Meu primeiro contato com Spiritfarer foi por meio de um trailer numa E3 passada, e a mensagem contida ali permaneceu comigo até a chegada do jogo. A simples ideia de lidar com pessoas —ainda que representadas por animais antropomórficos mas ainda assim, pessoas— após sua morte, como num rito de passagem entre existências, acalentando e reconfortando essas almas, me pareceu extremamente difícil, mesmo com aquele visual tão belo e convidativo.
Difícil porque, afinal de contas, todos já lidamos com a perda de alguém próximo, alguém querido. A verdade é que eu não estava preparado para Spiritfarer.
Todo esse tempo entre aquele trailer e, de fato, entender as motivações de Stella, a Barqueira dos Espíritos, seus afazeres e compromissos para com as almas passageiras daquela embarcação, foi um prazer. Tudo estava sob controle até conhecer uma doce senhora ouriço de nome Alice.
A partir daí, foi uma construção dentro de mim.

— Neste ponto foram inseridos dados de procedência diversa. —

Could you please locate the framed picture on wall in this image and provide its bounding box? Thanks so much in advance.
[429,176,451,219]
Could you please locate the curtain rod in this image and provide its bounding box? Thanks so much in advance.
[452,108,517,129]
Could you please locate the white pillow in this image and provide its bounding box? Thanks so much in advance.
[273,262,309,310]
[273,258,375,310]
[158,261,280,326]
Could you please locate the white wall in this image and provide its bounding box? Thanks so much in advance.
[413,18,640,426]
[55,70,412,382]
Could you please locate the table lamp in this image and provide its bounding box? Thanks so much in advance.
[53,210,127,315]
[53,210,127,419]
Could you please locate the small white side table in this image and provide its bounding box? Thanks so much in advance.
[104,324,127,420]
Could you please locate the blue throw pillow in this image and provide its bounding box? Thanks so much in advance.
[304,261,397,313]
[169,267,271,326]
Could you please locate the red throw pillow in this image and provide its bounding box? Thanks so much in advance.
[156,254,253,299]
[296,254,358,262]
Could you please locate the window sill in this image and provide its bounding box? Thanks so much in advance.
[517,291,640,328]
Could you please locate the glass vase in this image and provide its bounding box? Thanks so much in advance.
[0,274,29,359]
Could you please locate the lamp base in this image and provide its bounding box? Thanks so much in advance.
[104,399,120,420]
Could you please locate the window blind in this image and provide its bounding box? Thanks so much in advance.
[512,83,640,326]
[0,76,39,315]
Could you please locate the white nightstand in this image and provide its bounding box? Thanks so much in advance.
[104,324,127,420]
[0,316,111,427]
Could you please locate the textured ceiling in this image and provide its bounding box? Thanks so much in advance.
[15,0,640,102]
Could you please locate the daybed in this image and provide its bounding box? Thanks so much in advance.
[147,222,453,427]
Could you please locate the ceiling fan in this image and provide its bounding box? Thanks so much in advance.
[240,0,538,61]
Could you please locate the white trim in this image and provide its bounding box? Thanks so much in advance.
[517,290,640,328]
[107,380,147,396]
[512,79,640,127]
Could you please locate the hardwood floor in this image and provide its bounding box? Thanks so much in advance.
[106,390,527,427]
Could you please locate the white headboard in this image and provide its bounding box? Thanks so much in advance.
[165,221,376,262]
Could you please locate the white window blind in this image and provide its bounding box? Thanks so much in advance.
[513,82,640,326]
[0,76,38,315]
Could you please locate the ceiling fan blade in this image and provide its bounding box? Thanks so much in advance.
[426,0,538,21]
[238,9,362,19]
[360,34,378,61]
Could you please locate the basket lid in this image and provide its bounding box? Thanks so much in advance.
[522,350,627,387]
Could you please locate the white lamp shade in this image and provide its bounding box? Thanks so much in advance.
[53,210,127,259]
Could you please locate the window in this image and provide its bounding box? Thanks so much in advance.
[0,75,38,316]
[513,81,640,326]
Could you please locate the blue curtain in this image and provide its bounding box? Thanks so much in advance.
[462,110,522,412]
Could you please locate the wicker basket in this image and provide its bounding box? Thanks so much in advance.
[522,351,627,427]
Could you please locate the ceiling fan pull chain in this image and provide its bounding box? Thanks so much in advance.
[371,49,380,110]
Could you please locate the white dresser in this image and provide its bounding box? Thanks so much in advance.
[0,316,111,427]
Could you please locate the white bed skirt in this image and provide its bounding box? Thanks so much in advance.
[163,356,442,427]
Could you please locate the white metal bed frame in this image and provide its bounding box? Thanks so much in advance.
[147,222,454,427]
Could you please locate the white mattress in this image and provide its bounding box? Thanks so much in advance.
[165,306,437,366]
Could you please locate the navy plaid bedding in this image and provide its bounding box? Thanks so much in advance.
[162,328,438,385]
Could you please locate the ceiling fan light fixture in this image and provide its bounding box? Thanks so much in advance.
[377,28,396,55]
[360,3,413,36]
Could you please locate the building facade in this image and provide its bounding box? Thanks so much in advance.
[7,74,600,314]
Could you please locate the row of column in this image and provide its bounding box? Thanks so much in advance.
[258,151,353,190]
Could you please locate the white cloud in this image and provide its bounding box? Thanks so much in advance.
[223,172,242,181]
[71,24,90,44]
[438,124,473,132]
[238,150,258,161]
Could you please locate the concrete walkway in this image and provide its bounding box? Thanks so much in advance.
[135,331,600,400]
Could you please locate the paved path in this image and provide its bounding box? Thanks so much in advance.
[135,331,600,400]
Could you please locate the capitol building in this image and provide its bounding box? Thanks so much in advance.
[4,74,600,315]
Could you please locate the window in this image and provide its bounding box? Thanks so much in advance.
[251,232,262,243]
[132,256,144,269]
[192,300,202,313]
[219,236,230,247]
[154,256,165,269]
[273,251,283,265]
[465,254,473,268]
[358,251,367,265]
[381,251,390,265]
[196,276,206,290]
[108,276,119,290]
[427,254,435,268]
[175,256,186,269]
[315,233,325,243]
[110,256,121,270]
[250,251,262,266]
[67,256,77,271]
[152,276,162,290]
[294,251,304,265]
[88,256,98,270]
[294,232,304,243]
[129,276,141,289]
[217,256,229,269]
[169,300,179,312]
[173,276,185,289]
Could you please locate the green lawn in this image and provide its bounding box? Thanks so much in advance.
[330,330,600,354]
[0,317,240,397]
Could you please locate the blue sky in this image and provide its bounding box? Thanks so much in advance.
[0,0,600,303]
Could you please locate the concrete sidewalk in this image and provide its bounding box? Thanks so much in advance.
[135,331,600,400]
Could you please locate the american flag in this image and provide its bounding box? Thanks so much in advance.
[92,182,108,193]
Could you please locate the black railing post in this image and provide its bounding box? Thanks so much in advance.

Ou reconstrução, ainda não sei dizer ao certo, e aqui é o momento difícil deste texto: abrir meu coração, com olhos marejados.
Há anos, e por anos, meu avô foi vítima da Doença de Alzheimer. Não existe cura, e trata-se de um transtorno neurodegenerativo em que fragmentos de proteínas tóxicas se alojam entre neurônios, em especial nas regiões cerebrais do hipocampo e córtex. É aí onde reside nossa memória e raciocínio. É aí que somos o que somos. Sem essas partes tão específicas do cérebro em pleno funcionamento, deixamos de ser. A personalidade e toda bagagem de vida definham.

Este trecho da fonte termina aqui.